最好计算坐标，(0,-2.6)而不是猜测正确的值。为此，我将电阻处的角标记R_1'为(in+3')。然后(0,-2.6)可以替换为(in+3'|-aop3.-)。

\documentclass[border=1mm]{standalone}
\usepackage[european, straightvoltages]{circuitikz}

\begin{document}
\begin{circuitikz}
  \draw (0,0) node[en amp](aop2){AO2};
  \draw (aop2.+)
    to[short] ++(-0.5,0)
    to[open, v<=$v_2$] ++(0,-1) node[ground]{};
  \draw (aop2.out)
    -- ++(0.5,0) coordinate (out2)
    to [R=$R$] ++(0,2) coordinate (RP)
    to [pR, wiper pos=0.3, mirror, n=curseur, l=$P$] ++(0,2) coordinate (PR)
    to [R=$R$] ++(0,2) coordinate (out1)
    -- ++(-0.5,0) node[en amp, noinv input up, anchor=out](aop1){};
  \draw (aop2.-)
    --(aop2.- |- RP)
    to[short] (RP);
  \draw (RP)
    -| (curseur.wiper)
    to[short] (curseur.wiper);
  \draw (PR) -| (aop1.-);
  \draw (aop1.+)
    -- ++(-1,0)
    to[open, v<=$v_1$] ++(0,-1) node[ground]{};
  \draw (out2)
    -- ++(1,0)
    to[short] ++(0,2.7) coordinate (in+3') % <<< defined here
    to[R, l_=$R'_1$] ++(2,0) coordinate (in+3)
    -- ++(0.5,0)  node[en amp, anchor=+](aop3){AO3};
  \draw (in+3)
    to[R, l_=$R'_2$] ++(0,-2) node[ground]{};
  \draw (out1)
    -- ++(1,0) to[short] (in+3'|-aop3.-)   % <<< used here
    to[R=$R_1$] ++(2,0) coordinate (in-3)
    -- ++(0.5,0);
  \draw (in-3)
    --++(0,1.4) coordinate (R)
    to[R=$R_2$] (R-|aop3.out)
    to[short] (aop3.out)
    -- ++(0.5,0)
    to[open, v<=$v_s$] ++(0,-1) node[ground]{};
  \end{circuitikz}
\end{document}

我现在没有时间重新绘制我是如何做到的（但请看下面）（我认为电位器的位置不太合适；只需镜像它即可避免交叉）。
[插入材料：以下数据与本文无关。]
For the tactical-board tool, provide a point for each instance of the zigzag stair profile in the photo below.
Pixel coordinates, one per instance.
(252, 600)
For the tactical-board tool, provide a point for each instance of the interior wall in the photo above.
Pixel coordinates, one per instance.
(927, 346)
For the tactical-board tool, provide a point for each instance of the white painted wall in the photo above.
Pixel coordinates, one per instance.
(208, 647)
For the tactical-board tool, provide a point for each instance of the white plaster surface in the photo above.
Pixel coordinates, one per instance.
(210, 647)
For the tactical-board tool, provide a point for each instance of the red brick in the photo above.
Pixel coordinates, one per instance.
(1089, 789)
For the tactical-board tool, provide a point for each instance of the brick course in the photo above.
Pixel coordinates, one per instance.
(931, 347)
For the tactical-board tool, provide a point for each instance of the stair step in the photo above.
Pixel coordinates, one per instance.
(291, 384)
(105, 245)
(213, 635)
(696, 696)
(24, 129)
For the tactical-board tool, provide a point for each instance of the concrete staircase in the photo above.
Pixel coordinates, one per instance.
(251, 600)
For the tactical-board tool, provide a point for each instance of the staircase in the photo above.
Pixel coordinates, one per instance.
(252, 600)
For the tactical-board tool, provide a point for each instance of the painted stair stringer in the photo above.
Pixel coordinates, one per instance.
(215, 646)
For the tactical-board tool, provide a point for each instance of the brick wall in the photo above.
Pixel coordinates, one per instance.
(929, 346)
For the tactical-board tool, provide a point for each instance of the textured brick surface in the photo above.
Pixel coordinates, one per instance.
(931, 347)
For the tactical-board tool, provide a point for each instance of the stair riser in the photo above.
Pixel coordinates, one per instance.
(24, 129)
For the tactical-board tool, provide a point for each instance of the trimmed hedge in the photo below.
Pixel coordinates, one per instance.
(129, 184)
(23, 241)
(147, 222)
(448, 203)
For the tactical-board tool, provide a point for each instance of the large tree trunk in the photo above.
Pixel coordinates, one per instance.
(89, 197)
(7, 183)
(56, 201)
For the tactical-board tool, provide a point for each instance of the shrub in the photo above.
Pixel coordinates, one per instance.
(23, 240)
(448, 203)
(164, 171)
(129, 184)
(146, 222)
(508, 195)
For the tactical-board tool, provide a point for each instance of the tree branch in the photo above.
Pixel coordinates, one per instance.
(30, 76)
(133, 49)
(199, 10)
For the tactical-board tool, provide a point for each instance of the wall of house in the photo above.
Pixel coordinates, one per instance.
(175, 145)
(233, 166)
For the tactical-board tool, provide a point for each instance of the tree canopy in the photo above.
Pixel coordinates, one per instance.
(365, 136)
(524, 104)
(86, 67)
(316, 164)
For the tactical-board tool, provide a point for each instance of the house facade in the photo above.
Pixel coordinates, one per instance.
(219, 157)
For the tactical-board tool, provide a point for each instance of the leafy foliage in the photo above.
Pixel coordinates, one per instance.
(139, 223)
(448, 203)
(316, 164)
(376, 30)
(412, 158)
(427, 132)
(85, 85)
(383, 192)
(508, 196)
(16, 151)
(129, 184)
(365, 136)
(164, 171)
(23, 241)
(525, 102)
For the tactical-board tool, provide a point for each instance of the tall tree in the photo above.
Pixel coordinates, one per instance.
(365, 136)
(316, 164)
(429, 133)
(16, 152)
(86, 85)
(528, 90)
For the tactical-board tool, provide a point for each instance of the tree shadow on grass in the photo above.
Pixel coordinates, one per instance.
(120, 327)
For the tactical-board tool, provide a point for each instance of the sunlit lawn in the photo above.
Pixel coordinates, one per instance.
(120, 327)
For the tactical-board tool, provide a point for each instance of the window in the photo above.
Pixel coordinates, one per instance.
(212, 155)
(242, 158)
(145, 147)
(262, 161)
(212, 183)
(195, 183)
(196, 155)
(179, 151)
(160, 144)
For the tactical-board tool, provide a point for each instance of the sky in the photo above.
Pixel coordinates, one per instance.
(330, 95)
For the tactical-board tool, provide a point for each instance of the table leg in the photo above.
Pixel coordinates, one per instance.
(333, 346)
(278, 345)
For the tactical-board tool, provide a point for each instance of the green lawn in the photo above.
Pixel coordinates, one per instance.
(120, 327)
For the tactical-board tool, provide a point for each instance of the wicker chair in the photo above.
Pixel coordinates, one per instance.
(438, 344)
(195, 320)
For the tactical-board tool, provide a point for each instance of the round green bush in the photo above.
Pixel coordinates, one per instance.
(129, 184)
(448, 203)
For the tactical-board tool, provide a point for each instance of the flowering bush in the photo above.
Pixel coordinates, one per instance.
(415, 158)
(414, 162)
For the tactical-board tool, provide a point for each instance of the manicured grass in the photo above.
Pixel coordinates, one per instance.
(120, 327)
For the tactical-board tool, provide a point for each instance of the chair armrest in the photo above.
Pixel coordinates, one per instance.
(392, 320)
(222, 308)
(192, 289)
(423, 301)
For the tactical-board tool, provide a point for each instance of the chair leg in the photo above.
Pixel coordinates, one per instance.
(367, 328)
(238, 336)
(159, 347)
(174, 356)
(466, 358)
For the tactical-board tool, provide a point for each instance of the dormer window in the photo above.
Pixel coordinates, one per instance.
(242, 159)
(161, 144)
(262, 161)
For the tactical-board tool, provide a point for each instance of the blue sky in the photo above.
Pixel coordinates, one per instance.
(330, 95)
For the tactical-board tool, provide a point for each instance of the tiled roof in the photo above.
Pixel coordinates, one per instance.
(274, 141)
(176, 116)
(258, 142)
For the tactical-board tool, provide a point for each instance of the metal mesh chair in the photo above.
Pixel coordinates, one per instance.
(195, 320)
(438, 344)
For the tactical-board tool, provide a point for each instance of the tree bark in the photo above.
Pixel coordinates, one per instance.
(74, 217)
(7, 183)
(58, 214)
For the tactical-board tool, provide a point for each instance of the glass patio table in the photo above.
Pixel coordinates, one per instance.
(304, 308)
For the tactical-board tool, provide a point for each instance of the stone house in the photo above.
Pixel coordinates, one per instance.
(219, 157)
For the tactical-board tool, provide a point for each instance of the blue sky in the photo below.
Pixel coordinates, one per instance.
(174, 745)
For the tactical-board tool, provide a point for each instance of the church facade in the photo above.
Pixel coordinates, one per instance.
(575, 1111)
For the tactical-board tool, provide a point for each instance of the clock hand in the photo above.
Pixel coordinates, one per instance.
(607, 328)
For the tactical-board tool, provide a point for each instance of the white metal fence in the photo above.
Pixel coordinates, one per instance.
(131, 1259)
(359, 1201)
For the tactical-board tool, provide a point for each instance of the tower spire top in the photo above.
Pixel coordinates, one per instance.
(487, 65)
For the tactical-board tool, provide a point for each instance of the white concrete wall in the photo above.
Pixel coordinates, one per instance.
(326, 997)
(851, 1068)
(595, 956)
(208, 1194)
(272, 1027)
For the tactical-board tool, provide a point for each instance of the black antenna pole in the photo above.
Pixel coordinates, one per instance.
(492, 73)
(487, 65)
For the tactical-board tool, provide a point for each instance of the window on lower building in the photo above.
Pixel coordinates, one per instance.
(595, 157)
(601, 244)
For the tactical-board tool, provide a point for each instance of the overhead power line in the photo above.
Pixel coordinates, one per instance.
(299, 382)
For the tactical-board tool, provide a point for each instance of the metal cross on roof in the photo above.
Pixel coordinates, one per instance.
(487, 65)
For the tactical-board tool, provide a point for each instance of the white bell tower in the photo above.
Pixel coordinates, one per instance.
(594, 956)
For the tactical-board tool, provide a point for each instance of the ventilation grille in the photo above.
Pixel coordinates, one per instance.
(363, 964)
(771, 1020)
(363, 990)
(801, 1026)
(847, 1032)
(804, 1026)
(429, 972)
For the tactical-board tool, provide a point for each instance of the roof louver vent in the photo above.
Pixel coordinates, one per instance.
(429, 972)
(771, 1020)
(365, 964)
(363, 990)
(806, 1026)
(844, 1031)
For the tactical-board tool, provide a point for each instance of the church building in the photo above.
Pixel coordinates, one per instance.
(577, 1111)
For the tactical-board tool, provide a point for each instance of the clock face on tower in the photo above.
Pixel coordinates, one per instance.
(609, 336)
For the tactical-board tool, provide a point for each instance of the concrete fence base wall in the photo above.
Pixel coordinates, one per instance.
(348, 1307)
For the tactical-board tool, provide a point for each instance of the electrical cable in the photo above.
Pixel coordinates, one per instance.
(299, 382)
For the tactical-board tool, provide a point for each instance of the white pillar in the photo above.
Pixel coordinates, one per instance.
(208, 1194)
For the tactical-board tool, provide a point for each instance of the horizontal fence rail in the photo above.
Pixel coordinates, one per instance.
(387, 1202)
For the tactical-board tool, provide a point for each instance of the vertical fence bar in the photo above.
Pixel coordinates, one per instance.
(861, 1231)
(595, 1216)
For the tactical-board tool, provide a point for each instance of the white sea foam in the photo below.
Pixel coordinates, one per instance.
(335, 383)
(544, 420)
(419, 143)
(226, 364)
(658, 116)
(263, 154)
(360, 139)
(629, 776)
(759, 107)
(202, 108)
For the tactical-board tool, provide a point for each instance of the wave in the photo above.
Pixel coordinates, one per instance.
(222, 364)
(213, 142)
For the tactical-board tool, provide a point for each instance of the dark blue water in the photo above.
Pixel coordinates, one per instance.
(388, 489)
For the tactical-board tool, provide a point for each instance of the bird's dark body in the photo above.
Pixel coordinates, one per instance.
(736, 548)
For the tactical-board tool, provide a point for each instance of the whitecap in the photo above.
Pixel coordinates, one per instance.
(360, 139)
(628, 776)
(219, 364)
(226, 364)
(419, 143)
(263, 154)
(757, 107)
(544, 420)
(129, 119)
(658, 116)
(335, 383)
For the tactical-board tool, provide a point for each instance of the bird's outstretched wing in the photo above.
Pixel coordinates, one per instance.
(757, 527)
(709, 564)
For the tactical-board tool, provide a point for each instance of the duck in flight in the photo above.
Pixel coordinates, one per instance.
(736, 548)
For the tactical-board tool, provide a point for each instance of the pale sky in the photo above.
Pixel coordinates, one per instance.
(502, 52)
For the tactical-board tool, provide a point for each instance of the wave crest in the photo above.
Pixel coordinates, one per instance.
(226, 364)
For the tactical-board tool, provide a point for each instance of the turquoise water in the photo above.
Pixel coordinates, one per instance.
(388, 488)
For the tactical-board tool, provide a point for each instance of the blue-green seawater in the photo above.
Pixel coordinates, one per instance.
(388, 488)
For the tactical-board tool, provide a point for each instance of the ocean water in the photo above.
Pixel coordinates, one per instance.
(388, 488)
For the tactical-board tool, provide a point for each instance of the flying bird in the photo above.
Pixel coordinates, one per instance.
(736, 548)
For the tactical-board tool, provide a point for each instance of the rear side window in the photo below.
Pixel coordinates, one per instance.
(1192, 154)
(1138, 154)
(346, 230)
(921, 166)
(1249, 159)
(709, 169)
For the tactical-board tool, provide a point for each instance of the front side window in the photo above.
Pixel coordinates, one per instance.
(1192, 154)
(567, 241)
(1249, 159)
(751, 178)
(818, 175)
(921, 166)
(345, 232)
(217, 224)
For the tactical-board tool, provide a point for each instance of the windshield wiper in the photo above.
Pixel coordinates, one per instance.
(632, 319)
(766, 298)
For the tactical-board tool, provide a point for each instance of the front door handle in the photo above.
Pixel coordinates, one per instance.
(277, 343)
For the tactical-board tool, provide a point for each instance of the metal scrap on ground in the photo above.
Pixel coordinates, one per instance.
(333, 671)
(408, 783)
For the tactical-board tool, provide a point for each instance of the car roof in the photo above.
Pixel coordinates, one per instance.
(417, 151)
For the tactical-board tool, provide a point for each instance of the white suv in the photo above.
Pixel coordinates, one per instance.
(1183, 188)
我评论了如何匹配最后两个连接，但可能@gernot 解决方案比我的好多了。

评论中有解释

\documentclass[border=1mm]{standalone}
\usepackage[european, straightvoltages]{circuitikz}

\begin{document}
\begin{circuitikz}
\draw (0,0) node[en amp](aop2){AO2};
\draw (aop2.+) to[short] ++(-0.5,0) to[open, v<=$v_2$] ++(0,-1) node[ground]{};
\draw (aop2.out) --++(0.5,0) coordinate (out2) to[R=$R$] ++(0,2) coordinate (RP) to [pR, wiper pos=0.3, mirror, n=curseur, l=$P$] ++(0,2) coordinate (PR) to[R=$R$] ++(0,2) coordinate (out1) --++(-0.5,0) node[en amp, noinv input up, anchor=out](aop1){};
\draw (aop2.-) --(aop2.- |- RP) to[short] (RP);
\draw (RP) -| (curseur.wiper) to[short] (curseur.wiper);
\draw (PR) -| (aop1.-);
\draw (aop1.+) --++(-1,0) to[open, v<=$v_1$] ++(0,-1) node[ground]{};
% let's mark where we go up here, exiting from out2
\draw (out2) --++(1,0) coordinate(go up) to[short] ++(0,2.7) to[R, l_=$R'_1$] 
      ++(2,0) coordinate (in+3) --++(0.5,0)  node[en amp, anchor=+](aop3){AO3};
\draw (in+3) to[R, l_=$R'_2$] ++(0,-2) node[ground]{};
% now we need to connect (out1) to the (-) of the amplifier via R_1. 
% It seems you want a (0.5,0) space before, to align to the resistor below; 
% so let's start from aop3.- ; use (go up) to make the "turn"
\draw (aop3.-) -- ++(-0.5,0) coordinate (in-3) to[R, l_=$R_1$] (in-3-|go up) |- (out1);
% build the feedback loop a bit taller
\draw (in-3) --++(0,1.5) coordinate (R) to[R=$R_2$] (R-|aop3.out) to[short] (aop3.out) --++(0.5,0) to[open, v<=$v_s$] ++(0,-1) node[ground]{};
    \end{circuitikz}
\end{document}

顺便说一下，我现在会把我在电子仪器笔记中画的图复制过来。我使用美国符号（因为它们是符号，你不必阅读文本了解什么是什么，在我看来，这使得电路一目了然），我试图避免A）不必要的角落和b)过境（有时这是不可能的）。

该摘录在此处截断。